Last week, as Minneapolis police officer Derek Chauvin ground his knee into George Floyd’s neck, three other officers – silent accomplices to murder – stood by and watched as his body went limp. As the video of George’s murder spread across every media platform, the collective wounds of Black trauma were reopened; wounds which have been left to fester for far too long; wounds which will never start to heal unless those with privilege and power start caring less about being uncomfortable and more about human decency and dignity.

Many white people have been genuinely outraged by this crime. “How can this happen?” they ask. The ugly truth is that it happened because it has been allowed to happen over and over and over before. Every time you chuckled when a colleague made an off-colour joke; every time you followed a Black person around a store; every time your heart broke at the news of racial injustice but you did nothing, you made space for this to happen.

Every time your heart broke at the news of racial injustice but you did nothing, you made space for this to happen.

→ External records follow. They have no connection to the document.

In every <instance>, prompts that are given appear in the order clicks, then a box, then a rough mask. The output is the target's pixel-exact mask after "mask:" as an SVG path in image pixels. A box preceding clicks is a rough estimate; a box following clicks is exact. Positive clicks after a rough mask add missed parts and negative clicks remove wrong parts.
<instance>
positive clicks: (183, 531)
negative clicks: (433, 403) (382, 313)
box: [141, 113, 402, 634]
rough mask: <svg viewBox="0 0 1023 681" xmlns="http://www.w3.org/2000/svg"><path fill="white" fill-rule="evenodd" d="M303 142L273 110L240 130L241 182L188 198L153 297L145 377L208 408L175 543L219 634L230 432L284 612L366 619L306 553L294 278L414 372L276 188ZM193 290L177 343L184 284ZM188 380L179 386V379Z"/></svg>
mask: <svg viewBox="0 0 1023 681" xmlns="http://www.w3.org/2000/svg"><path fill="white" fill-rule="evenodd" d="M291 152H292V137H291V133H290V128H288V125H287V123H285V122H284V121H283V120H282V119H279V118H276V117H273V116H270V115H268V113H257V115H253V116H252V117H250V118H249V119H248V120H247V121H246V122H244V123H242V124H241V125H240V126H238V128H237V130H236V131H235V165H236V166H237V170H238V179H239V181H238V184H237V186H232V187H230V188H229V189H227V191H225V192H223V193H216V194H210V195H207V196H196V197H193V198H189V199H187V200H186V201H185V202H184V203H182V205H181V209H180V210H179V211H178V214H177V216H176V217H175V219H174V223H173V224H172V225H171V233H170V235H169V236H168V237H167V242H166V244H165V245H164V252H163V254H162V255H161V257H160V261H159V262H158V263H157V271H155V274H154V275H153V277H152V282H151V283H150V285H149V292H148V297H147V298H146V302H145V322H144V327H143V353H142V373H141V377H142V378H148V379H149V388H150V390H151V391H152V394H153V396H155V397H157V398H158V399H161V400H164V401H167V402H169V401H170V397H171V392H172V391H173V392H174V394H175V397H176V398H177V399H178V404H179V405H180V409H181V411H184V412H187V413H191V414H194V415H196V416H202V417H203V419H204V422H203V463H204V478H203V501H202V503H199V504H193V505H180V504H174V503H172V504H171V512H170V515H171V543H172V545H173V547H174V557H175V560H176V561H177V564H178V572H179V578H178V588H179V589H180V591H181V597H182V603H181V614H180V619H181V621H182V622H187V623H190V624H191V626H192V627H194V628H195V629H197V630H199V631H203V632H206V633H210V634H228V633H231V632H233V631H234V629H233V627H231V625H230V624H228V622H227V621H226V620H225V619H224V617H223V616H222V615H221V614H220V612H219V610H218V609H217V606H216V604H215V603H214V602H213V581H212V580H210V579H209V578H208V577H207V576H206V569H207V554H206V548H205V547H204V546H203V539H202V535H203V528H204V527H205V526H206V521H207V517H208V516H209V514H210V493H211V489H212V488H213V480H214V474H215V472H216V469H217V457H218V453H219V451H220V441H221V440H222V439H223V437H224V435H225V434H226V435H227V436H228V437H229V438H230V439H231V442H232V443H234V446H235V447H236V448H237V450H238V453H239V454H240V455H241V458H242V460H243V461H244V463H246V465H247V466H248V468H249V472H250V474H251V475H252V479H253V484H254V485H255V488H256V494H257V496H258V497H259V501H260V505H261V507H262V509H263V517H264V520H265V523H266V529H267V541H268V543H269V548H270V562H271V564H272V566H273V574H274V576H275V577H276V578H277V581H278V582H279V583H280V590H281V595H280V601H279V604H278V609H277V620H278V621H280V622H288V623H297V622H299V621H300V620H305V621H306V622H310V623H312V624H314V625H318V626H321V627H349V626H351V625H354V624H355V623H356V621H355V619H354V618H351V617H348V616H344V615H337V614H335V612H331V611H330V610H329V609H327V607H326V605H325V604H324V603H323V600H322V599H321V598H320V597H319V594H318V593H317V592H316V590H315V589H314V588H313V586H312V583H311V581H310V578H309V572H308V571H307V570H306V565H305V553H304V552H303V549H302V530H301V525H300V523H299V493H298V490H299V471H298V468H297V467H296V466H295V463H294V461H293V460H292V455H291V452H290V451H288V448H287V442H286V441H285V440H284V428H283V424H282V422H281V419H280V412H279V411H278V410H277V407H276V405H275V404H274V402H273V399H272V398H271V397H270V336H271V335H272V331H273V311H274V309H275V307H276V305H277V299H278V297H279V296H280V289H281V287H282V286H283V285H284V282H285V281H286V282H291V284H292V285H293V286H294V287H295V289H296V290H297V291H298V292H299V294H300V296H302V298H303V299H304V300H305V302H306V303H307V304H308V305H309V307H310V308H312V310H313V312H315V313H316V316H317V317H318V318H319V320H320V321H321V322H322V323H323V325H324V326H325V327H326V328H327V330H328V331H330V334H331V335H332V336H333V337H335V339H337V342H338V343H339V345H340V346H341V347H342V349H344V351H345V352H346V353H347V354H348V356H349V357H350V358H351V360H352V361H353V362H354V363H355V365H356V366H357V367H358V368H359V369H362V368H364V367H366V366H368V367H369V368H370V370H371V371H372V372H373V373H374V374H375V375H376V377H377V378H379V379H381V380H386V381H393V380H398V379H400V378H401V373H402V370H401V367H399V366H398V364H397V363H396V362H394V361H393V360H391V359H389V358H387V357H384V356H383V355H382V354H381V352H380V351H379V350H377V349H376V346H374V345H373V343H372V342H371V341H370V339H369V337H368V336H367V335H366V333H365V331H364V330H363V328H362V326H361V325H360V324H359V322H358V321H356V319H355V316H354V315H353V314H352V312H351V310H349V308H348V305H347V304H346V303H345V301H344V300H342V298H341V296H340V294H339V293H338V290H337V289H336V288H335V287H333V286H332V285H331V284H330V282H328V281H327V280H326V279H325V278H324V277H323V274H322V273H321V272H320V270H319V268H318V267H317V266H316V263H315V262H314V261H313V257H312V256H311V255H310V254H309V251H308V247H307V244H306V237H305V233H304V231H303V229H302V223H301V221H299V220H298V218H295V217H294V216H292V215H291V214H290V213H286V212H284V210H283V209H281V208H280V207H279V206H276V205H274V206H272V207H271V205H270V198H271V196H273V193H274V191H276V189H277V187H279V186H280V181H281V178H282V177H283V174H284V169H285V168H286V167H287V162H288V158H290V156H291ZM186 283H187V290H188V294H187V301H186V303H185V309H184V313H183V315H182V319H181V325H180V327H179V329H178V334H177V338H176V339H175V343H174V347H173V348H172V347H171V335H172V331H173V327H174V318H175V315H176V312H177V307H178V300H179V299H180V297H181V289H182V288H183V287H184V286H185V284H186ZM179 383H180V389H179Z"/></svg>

George Floyd’s murder was not an isolated horror – and it was certainly not only an American tragedy. In December 2016, Dafonte Miller was beaten so badly with a metal pipe by a white off-duty officer and his brother, he ruptured an eye. Two weeks ago, a Canadian woman living in New York weaponized her whiteness and called the police on a Black man who asked her to put her dog on a leash. Last week, Regis Korchinski-Paquet, a Black and Indigenous woman, fell from her 24th floor balcony after the Toronto police showed up. Black people around the globe have been choking under the grip of racism for centuries, murdered by the police brutality and systemic oppression that are facilitated by white silence.

As anger around George Floyd’s murder spilled out of Minneapolis onto streets across the U.S. and over the border, and fury swept across social media, some people were conspicuously silent. When a popular white blogger I follow posted a picture of her latest Louis Vuitton purse to Instagram instead of using her huge platform to speak out against George Floyd’s murder, I commented and shared my disappointment that she had failed to take a stance against racism. One of her white followers offered: “Bad things happen every day, all over the world.” This is true – bad things do happen every day. But why when an injustice toward the Black community is acknowledged is there a need for an immediate defensive mechanism? Despite being traumatized and emotionally depleted after days of anxiety-ridden sleep and sudden outbursts of tears, I had to explain, yet again, how white people everywhere directly benefit from systems designed to keep Black people oppressed, and that it is their duty to use their privilege and platforms to openly condemn racism and amplify Black voices.

This exchange is a microcosm of what I experience every single day as a Black person, like when a colleague tells me in reaction to George’s murder: “It’s very sad but there’s nothing we can do.” (Of course there are things you can do. You can donate to organizations supporting Black people, for example.) Or when I have to explain to Facebook friends why all lives can’t matter if Black lives don’t matter. It is compounded trauma met with ruthless indifference; indifference that the white majority has been using for far too long to absolve themselves of their guilt; indifference that continues to oil the machine of white supremacy and that enables heinous acts of violence against Black bodies; indifference that allows Black men and women to die without consequence in the street at the hands of those who are supposed to protect them. It is that indifference that normalizes the callous theft of Black lives.

If you are not speaking out, you are complicit in the system of oppression.

I imagine that blogger, like many white people, doesn’t believe she is racist. But every white person must know this: whether you like it or not, if you are not speaking out, you are complicit in the system of oppression. Black people are no longer accepting thoughts and prayers and love and light. We don’t need your virtual hugs or heart emojis. We will no longer be reduced to hashtags and viral videos. What is required – and what is long overdue – is for white people to start having uncomfortable conversations with and amongst themselves. For white people to take personal accountability for how they continue to perpetuate racism at every level of society. And most importantly, to educate themselves on how to be vocally and effectively anti-racist then take that knowledge and apply it every single day. If you don’t know where to start, use Google. There’s a wealth of resources available, all you have to do is look.

You must do the work. Because Black people are tired; tired of nursing the same old wounds; tired of carrying the load of dismantling a system that perpetually keeps us oppressed. It’s time for white people to stop putting their own feelings ahead of Black lives. White silence is complicity, it is violence, it is one of the most powerful weapons in the arsenal of racism and oppression – and it is no longer tolerable. This is a time of reckoning for us all. Silence will no longer do. And to those who remain silent, we hear you.